Random sample of Twitter images from 2013 labeled by GoogLeNet deep learning model as web sites and texts. We call refer to these images as "image-texts." The category includes screen shots of text chats, other types of texts and other kinds of non-photographic images. We found that the frequencies of these images are correlated with well-being responses from Gallup surveys, and also median housing prices, incomes, and education levels.
Johannes Vermeer. Woman in Blue Reading a Letter. 1663-1664.
Our new paper has been accepted for Big Data and the Humanities workshop at IEEE 2015 Big Data Conference:
Humanists use historical images as sources of information about social norms, behavior, fashion, and other details of particular cultures, places and periods. Dutch Golden Era paintings, works by French Impressionists, and 20th century street photography are just three examples of such images. Normally such visuals directly show objects of interests such as social scenes, city streets, or peoples dresses. But what if masses of images shared on social networks contain information about social trends even if these images do not directly represent objects of interest? This is the question we investigate in our study.

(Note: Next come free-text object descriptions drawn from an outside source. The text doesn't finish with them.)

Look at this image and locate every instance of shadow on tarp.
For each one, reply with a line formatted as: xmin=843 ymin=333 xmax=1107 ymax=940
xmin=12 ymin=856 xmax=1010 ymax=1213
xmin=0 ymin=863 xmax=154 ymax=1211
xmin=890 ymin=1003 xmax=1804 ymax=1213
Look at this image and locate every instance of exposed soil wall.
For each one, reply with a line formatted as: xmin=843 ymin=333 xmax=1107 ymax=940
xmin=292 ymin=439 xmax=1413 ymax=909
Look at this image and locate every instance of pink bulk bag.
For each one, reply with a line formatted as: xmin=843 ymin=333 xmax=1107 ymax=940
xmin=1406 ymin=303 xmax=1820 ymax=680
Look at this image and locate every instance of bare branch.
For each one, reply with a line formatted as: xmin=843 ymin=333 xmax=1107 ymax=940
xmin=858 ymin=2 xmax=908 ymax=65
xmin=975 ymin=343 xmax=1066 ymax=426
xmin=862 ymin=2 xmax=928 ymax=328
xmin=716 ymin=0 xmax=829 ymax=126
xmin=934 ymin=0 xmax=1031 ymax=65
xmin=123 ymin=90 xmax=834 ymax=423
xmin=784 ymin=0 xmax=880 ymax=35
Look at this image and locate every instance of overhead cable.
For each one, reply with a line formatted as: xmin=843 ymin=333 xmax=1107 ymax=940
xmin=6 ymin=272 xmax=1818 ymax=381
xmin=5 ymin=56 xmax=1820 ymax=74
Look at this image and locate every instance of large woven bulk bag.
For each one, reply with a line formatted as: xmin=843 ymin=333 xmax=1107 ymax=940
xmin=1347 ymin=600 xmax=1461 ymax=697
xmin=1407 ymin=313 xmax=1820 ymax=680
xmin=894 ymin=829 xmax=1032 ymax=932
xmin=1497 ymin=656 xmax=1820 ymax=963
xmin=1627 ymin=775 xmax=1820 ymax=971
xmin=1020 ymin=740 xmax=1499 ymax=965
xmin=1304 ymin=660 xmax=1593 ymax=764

In the last few years researchers have shown that aggregated characteristics of large volumes of social media are correlated with many socio-economic characteristics and can also predict a range of social trends. The examples include flu trends, success of movies, and measures of social well-being of populations. Nearly all such studies focus on text content, such as posts on Twitter and Facebook.
In contrast, we focus on images. We investigate if features extracted from Tweeted images can predict a number of socio-economic characteristics. Our dataset is one million images shared on Twitter during one year in 20 different U.S. cities. We classify the content of these images using the state-of-the-art Convolutional Neural Network GoogLeNet and then select the largest category that we call “image-texts” - non-photographic images that are typically screen shots of websites or text-message conversations. We construct two features describing patterns in image-texts: aggregated sharing rate per year per city, and the sharing rate per hour over a 24-hour period aggregated over one year in each city.
We find that these features are correlated with self-reported social well-being responses from Gallup surveys, and also median housing prices, incomes, and education levels. These results suggest that particular types of social media images can be used to predict social characteristics not readily detectable in images.
The full paper will be available online after IEEE 2015 Big Data conference.